The discovery of genes that directly cause obesity could pave the way for treatments for a condition that affects more than 40 percent of American adults.
Eyleen O’Rourke
OBESITY AND OUR GENES
O’Rourke’s new study sheds light on the complicated intersections of obesity, diet, and our DNA. Obesity has become an epidemic, fueled in part by high-calorie diets high in sugar and high-fructose corn syrup. Sedentary lifestyles also play a significant role. However, our genes also play an important role in fat storage and how well our bodies burn food as fuel. So, if we can identify the genes that convert excess food into fat, we might be able to use drugs to deactivate them and decouple excess eating from obesity.
Hundreds of genes associated with obesity have been identified by genomicists, indicating that the genes are more or less prevalent in obese people than in healthy weight people. The challenge is determining which genes play causal roles in weight gain by directly promoting or assisting in the prevention of weight gain. O’Rourke and her colleagues used humble worms known as C. elegans to separate the wheat from the chaff. These tiny worms prefer to live in decaying vegetation and feed on microbes. They do, however, share more than 70% of our genes and, like humans, become obese if fed an excessive amount of sugar.

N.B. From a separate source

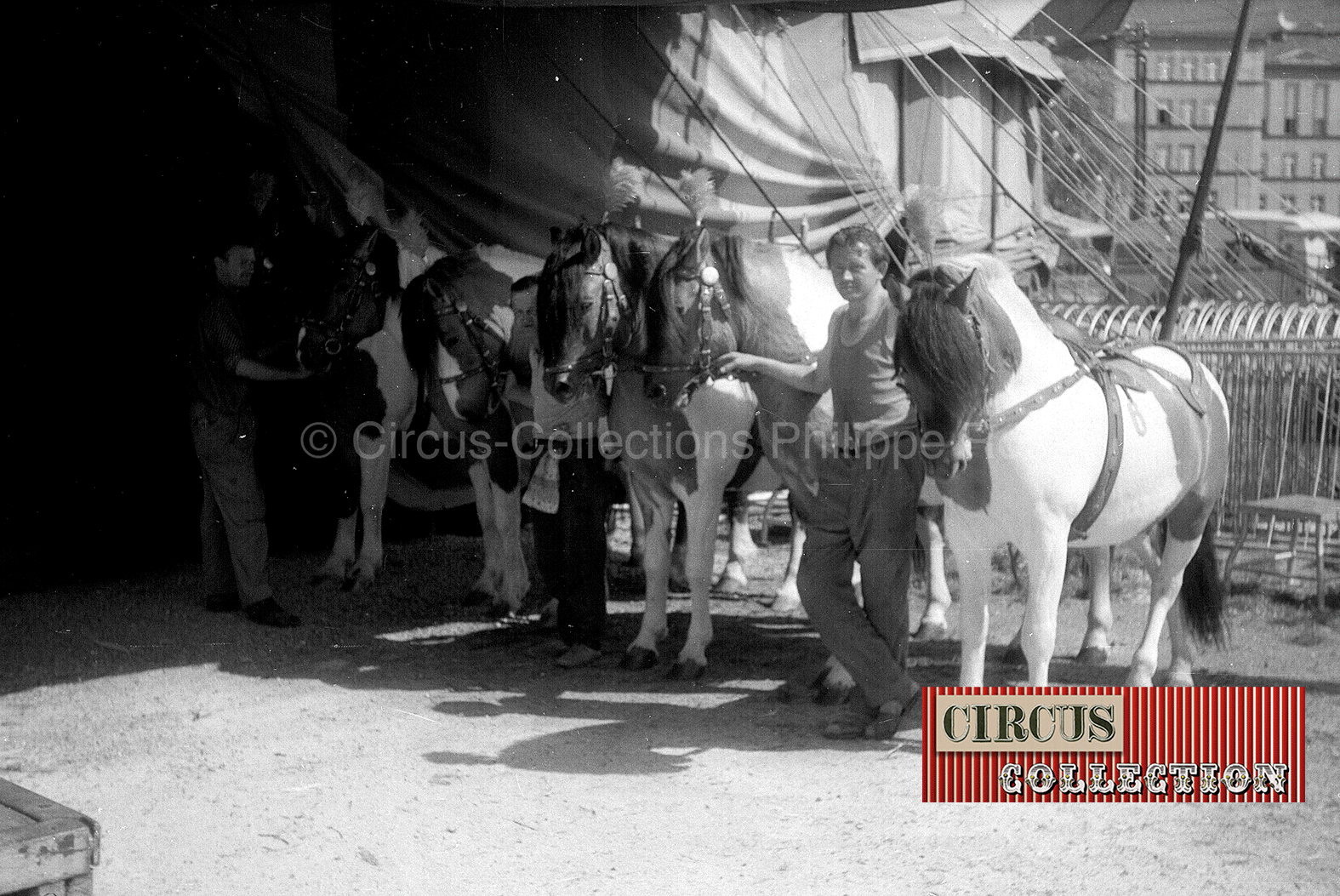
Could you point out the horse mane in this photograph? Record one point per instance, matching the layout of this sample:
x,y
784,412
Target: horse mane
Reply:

The worms have been extremely beneficial to science. They’ve been used to figure out how common drugs work, such as the antidepressant Prozac and the glucose-stabilizing metformin. Even more impressive, three Nobel prizes have been awarded in the last 20 years for the discovery of cellular processes first observed in worms but later discovered to be critical to diseases such as cancer and neurodegeneration. They’ve also been critical in the development of RNA-based therapeutics.

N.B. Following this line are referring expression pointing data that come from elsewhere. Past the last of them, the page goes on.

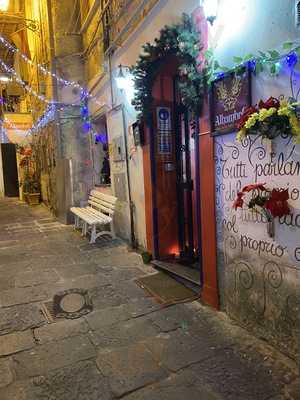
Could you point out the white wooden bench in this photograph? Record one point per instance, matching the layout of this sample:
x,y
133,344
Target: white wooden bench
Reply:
x,y
98,213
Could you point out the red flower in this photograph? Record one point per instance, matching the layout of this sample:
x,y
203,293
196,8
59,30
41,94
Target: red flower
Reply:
x,y
244,117
259,186
239,201
271,102
277,203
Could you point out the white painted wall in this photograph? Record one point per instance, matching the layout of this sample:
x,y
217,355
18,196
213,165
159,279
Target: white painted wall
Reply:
x,y
244,26
2,191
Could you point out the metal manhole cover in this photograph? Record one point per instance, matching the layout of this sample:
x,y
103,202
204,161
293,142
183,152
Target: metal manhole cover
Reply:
x,y
72,304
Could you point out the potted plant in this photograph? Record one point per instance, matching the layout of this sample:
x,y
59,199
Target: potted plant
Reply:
x,y
270,203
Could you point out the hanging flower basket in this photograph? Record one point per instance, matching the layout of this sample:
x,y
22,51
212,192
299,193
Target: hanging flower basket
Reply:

O’Rourke and her colleagues used worms to screen 293 genes associated with obesity in humans, with the goal of determining which of the genes were actually causing or preventing obesity. Their findings were published in the scientific journal PLOS Genetics. They accomplished this by creating a worm model of obesity and feeding some worms a regular diet and others a high-fructose diet.

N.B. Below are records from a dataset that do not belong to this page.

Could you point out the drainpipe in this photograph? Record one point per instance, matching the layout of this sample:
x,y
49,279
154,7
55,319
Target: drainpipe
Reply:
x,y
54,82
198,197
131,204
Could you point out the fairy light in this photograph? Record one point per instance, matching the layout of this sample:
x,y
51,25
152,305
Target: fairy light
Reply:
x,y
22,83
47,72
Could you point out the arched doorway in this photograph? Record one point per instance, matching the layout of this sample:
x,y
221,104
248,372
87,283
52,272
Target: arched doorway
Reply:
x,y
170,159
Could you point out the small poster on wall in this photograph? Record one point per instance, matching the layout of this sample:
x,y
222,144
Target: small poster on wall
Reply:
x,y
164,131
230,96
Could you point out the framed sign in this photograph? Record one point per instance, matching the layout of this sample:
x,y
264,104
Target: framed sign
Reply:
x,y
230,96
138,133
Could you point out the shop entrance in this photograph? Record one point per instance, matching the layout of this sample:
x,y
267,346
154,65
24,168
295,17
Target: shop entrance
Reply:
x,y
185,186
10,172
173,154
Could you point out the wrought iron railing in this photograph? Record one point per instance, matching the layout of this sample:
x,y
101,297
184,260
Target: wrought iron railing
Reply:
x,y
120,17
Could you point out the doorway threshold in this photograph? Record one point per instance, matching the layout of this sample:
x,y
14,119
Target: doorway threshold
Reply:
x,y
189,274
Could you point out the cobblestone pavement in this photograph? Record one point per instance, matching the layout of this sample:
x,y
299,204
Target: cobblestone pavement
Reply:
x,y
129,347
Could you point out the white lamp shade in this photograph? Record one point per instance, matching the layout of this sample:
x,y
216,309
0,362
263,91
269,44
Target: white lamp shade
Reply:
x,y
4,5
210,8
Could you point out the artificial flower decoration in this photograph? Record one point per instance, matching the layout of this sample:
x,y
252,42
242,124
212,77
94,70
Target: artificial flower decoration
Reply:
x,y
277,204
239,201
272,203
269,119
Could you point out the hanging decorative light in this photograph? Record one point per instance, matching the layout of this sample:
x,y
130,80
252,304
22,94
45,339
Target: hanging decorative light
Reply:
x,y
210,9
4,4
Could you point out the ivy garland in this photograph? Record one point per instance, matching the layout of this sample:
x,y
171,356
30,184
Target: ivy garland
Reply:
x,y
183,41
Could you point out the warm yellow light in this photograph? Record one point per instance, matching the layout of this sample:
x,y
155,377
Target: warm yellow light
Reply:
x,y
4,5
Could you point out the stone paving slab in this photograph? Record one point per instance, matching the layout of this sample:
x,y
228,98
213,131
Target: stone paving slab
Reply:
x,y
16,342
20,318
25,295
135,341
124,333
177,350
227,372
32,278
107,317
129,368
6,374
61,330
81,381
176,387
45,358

With the help of automation and supervised machine learning-assisted testing, they were able to identify 14 genes that cause obesity and three that help prevent it. Intriguingly, they discovered that inhibiting the action of three genes that prevented the worms from becoming obese also resulted in them living longer and having better neuro-locomotory function. Those are the kinds of advantages that drug companies would like to see from anti-obesity medications.
Of course, more work is required. However, the researchers believe the indicators are encouraging. In lab mice, for example, blocking the effect of one of the genes prevented weight gain, improved insulin sensitivity, and reduced blood sugar levels. These findings (along with the fact that the genes under study were chosen because they were linked to obesity in humans) suggest that the findings will be replicated in humans, according to the researchers.
“Anti-obesity therapies are desperately needed to reduce the burden of obesity in patients and the healthcare system,” said O’Rourke. “Our combination of human genomics and causality tests in model animals promises to yield anti-obesity targets that are more likely to succeed in clinical trials due to their expected increased efficacy and decreased side effects.”